Soledad Cabeza de Vaca
(1930 – 2017)
Although the trend has changed in recent times, the results of Spanish bridge players in international Tournaments have always been modest, with one exception.
In 1982, Biarritz, France, hosted the World Bridge Championships, of which the flagship competition was the Rosenblum Cup, an event with 129 teams registered and which attracted most of the best bridge players in the world.
The team comprised of by Soledad Cabeza de Vaca, Rafael Muñoz, Rafael García de Viedma and Jaime Díaz-Agero reached the semifinals of the tournament. Half way through the match, it seemed certain that they would make it to the final, as they were many points clear of the chasing French team consisting of by Albert Faigenbaum, Michel Lebel, Dominique Pilon and Philippe Soulet, who finally won the tournament.

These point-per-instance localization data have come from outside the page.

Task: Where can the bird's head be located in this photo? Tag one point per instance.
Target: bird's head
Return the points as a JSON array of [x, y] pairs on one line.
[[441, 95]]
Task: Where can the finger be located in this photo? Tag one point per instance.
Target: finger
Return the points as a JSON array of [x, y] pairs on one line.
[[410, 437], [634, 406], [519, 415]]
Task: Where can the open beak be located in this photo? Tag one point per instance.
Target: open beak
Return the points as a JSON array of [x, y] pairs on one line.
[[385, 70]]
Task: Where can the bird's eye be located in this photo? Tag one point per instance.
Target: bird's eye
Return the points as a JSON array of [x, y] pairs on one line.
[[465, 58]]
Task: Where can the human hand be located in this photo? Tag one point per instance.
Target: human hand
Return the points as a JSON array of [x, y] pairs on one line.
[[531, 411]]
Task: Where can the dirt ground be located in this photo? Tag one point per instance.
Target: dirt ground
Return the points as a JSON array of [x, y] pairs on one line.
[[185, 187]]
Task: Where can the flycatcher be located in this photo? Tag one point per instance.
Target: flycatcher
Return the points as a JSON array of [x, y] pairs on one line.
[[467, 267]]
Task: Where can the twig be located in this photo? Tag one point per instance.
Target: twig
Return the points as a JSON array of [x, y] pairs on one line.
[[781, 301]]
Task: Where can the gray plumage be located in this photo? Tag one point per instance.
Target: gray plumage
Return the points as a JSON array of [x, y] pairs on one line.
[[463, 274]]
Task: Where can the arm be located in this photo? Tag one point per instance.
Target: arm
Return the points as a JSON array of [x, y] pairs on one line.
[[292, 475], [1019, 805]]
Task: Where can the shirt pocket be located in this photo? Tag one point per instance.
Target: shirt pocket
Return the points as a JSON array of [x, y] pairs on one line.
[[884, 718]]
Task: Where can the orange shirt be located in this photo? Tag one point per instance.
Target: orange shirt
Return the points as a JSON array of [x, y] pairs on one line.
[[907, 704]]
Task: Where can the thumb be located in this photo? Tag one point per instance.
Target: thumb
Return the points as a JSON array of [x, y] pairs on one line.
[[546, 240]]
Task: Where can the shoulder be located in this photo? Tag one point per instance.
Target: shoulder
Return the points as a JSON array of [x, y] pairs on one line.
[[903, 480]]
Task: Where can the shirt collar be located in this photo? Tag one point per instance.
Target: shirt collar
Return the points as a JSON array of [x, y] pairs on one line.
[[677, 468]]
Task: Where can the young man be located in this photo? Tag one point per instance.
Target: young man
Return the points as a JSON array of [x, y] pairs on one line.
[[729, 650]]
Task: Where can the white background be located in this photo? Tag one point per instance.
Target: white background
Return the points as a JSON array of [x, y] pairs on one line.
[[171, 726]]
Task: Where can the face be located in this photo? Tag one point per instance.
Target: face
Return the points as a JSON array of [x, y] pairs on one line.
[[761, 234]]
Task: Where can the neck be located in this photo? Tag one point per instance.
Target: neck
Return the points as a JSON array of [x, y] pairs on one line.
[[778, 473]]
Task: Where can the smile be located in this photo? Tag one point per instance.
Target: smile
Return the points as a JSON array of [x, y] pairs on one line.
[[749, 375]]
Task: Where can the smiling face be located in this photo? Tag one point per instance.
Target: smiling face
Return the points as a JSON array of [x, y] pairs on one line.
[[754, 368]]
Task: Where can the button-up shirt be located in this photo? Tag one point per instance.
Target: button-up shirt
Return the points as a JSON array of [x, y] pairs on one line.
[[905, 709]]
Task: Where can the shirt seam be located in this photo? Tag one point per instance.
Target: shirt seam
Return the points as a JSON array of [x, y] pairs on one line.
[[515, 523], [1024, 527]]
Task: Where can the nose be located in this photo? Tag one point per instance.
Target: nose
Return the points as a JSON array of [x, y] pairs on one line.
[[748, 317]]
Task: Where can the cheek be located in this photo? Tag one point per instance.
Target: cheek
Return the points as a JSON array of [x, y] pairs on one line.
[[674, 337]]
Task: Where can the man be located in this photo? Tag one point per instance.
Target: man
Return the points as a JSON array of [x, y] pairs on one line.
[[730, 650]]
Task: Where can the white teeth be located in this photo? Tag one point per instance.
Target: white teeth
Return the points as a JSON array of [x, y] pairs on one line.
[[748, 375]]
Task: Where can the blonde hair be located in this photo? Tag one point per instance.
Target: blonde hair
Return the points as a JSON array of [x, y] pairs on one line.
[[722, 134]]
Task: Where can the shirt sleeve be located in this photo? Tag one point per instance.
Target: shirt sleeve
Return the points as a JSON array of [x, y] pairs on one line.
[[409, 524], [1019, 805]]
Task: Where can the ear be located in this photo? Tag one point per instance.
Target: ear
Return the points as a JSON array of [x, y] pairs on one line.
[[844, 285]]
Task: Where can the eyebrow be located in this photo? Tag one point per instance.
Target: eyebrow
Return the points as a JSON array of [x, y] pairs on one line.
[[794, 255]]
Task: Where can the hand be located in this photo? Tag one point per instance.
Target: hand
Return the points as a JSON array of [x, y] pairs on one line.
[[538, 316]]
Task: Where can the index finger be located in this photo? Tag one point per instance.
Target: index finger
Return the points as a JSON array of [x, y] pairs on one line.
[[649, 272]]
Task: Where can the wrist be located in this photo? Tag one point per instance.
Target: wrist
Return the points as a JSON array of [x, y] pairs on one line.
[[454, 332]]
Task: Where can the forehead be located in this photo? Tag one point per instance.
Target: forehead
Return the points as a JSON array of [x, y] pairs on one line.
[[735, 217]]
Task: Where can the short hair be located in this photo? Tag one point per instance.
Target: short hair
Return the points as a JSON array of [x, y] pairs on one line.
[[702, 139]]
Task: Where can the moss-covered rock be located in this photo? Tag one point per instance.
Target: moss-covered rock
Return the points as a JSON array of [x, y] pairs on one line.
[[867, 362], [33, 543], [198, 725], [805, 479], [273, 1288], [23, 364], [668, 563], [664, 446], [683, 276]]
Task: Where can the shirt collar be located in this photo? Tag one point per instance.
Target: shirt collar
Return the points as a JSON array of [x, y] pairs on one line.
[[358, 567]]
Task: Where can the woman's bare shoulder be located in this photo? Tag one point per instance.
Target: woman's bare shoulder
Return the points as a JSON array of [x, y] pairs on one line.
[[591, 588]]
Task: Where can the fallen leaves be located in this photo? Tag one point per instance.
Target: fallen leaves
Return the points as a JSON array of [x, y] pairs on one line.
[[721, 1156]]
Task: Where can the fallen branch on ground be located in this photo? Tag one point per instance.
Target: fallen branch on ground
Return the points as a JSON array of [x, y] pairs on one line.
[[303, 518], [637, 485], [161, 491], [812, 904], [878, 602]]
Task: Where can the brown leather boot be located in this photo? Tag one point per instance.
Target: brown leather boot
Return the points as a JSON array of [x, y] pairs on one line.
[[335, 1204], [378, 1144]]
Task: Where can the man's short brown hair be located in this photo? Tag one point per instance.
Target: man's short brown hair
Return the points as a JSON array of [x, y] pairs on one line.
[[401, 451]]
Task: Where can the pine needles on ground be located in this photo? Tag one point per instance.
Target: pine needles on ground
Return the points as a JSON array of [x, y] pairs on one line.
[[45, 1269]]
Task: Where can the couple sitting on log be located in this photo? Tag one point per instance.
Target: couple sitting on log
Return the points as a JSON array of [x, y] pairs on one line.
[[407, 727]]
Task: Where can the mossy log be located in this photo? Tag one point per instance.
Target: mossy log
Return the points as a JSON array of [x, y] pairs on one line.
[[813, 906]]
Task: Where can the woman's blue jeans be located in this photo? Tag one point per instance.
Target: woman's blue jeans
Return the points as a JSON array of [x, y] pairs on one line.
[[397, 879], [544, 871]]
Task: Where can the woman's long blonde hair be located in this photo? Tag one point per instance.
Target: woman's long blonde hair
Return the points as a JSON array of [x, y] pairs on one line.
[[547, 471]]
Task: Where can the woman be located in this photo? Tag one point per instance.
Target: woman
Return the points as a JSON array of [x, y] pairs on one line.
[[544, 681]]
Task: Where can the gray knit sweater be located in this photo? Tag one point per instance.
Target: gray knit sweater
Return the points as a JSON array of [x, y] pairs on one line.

At that time, no woman had ever won a World Bridge Championship and she almost succeeded. Her performance was impressive and so is her family. Soledad came from a Spanish family with high standards of sportsmanship and a passion for adventure. Her ancestor, Álvar Núñez Cabeza de Vaca (1490 – 1559), was one of the few survivors of a Spanish expedition to conquer Florida, and he was the first European to visit the Iguazu Falls. Soledad’s father, Pedro, was both the best Spanish polo player and golfer of his time and her brother, Alfonso, was the best amateur hockey player in France (he participated in the Grand National in England) and came very close to winning an Olympic medal in bobsleigh, before he lost his life in a car accident in Italy while he was competing in the XXIV edition of the “Mille Miglia” (1000 miles) race for a Ferrari team.
Soledad Cabeza de Vaca, Marchioness of Moratalla, passed away on 29 November 2017 in Biarritz, the city where she almost managed to do what no woman had ever been able to accomplish in the history of bridge.